With the computer use function, Claude 3.5 Sonnet can now follow user commands to move the cursor on the screen, click on relevant areas, and input information via a virtual keyboard, mimicking how people interact with their computers. In OSWorld assessments, it achieved a score of 14.9%. While this falls short of the human benchmark of 70-75%, it significantly outperforms other AI models, which hover around 7.7%.
The head of developer relations at Anthropic stated that the addition of computer use marks a new paradigm in human-computer interaction and represents a foundational capability that AI models should possess. The Claude 3.5 Sonnet is now available for use, along with the beta version of the computer use feature.

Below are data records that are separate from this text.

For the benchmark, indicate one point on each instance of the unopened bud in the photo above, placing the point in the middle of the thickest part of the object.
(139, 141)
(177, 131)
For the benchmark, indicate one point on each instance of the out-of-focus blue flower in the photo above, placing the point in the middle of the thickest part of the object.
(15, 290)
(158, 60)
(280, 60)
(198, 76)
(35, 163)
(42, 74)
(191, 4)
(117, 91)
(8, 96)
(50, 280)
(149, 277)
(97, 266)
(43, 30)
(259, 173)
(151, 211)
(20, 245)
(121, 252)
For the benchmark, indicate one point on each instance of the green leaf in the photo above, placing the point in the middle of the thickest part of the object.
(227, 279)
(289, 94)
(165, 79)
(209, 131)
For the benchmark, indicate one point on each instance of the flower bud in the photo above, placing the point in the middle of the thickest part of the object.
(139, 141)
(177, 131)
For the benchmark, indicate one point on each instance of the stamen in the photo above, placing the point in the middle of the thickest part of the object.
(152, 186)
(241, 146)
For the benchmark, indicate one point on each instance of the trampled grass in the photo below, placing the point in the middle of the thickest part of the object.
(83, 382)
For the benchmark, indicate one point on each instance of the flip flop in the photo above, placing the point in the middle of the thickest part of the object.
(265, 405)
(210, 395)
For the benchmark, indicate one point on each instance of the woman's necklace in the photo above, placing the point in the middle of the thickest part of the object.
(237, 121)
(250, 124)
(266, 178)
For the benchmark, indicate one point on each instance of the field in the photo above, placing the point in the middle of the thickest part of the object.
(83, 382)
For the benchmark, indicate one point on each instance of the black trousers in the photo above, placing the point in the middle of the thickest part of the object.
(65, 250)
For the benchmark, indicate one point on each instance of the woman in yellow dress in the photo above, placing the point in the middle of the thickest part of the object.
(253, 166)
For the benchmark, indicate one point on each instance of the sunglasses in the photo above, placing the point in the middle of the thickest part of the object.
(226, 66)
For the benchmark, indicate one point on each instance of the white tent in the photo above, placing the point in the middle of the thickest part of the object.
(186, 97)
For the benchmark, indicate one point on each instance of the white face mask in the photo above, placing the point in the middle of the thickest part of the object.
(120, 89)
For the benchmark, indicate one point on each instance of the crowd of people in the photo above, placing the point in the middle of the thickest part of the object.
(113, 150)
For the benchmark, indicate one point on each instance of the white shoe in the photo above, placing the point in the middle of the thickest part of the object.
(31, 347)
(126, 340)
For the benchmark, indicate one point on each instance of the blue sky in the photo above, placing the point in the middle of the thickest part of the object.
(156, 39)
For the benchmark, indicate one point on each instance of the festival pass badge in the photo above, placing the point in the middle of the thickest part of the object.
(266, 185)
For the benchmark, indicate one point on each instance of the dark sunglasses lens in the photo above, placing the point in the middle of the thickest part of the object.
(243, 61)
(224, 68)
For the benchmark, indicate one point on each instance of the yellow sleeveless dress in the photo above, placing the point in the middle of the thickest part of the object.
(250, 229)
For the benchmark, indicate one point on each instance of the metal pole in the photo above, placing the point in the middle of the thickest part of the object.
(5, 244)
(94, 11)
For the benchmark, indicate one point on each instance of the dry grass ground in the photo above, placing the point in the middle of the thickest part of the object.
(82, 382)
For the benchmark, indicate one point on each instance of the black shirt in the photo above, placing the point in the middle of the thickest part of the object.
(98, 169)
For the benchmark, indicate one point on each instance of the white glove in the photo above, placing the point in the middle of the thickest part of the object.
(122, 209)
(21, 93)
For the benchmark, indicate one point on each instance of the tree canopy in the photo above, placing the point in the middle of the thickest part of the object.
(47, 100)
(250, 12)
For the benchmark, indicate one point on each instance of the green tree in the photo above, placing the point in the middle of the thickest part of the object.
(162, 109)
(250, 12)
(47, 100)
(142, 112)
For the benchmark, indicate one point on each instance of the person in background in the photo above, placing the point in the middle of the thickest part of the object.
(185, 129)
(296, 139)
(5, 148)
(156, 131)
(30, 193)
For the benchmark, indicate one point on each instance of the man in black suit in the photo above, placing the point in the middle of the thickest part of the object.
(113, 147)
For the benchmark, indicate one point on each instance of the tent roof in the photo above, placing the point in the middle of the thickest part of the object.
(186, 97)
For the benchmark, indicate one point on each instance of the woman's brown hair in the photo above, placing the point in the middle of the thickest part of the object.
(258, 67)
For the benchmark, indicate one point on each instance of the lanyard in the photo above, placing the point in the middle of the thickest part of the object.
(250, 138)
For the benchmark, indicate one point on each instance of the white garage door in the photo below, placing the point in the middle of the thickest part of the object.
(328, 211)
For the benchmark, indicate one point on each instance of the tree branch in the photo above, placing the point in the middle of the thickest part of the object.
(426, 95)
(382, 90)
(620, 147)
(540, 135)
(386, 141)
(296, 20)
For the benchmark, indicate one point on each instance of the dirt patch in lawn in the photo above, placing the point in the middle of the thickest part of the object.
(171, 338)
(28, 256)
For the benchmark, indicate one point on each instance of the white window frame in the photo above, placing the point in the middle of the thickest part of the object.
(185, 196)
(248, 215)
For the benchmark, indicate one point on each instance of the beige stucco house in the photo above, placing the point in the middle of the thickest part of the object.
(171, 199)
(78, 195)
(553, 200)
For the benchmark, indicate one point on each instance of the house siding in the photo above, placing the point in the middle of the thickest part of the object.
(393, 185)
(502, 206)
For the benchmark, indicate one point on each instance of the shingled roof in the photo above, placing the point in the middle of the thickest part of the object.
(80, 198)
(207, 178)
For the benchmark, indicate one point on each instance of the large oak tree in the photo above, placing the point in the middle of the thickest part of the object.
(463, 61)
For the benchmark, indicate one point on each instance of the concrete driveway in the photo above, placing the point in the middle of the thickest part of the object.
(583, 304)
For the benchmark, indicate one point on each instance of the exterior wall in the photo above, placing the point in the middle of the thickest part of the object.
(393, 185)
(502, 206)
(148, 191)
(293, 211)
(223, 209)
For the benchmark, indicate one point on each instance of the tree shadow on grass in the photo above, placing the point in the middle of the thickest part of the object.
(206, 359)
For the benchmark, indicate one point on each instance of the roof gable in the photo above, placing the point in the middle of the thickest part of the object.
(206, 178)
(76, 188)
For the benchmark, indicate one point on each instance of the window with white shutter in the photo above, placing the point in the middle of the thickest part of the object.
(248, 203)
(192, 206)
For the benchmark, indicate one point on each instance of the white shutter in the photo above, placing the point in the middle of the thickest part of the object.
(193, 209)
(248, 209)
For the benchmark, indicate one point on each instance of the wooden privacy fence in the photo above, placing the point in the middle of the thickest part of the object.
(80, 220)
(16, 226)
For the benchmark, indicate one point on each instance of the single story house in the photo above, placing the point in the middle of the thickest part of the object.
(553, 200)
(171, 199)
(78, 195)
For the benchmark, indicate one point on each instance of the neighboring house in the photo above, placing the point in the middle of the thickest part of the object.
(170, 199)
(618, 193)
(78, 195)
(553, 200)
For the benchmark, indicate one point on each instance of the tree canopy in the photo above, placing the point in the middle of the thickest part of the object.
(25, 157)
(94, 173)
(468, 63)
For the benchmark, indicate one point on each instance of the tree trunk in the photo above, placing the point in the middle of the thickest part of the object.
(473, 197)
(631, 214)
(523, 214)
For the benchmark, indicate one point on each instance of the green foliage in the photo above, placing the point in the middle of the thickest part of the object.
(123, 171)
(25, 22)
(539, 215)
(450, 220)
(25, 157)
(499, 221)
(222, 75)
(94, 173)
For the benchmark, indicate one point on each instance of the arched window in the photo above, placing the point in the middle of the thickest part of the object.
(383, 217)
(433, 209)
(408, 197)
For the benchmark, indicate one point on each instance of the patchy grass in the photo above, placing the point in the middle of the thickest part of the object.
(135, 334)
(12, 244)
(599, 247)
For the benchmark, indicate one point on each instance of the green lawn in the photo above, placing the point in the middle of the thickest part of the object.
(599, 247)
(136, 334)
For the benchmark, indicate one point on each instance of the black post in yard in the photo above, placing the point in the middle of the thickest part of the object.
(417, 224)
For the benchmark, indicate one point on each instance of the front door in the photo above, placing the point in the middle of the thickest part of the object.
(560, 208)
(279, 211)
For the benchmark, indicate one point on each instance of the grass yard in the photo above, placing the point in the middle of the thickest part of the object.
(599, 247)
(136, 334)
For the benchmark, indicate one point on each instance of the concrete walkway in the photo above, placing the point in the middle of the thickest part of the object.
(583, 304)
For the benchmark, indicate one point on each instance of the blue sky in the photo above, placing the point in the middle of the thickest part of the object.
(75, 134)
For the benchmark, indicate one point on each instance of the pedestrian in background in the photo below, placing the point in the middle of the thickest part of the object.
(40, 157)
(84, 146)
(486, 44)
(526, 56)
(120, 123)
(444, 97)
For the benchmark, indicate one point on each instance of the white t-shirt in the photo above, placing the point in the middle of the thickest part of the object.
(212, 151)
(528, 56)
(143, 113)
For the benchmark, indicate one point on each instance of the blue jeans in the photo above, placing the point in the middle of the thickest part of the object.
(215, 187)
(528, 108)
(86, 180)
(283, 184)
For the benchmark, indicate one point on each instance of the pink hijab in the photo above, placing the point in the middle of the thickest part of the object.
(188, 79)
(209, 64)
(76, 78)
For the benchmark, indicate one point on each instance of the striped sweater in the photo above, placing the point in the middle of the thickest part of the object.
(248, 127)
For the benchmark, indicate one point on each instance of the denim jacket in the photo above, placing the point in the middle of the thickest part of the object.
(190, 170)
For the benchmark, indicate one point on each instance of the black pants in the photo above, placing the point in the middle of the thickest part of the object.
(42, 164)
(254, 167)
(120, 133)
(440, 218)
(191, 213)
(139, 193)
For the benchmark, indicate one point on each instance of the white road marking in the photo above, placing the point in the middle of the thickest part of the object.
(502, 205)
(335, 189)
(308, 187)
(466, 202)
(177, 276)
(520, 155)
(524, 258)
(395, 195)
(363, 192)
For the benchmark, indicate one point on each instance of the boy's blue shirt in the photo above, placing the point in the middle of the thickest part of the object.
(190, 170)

Claude 3.5 Sonnet excels in various areas, particularly in tasks related to agent coding and tool usage, where it has made notable advancements. In the SWE-bench Verified test, its performance surged from 33.4% to 49.0%, surpassing all publicly available models, including OpenAI's o1-preview and systems designed specifically for agent coding.
However, Claude's operations still need improvement, as its response time can be slow, and it is prone to errors, particularly with common tasks such as dragging and zooming. Furthermore, its method of observing the screen resembles continuous screenshot stitching, which risks missing brief actions or notifications. During demo recordings, it has been known to accidentally stop screen recording or browse unrelated photos.
Despite these issues, Claude's current capabilities create anticipation for the future. The ability for AI to operate computers signifies a groundbreaking approach to artificial intelligence development, promising to streamline tasks like software development in the future.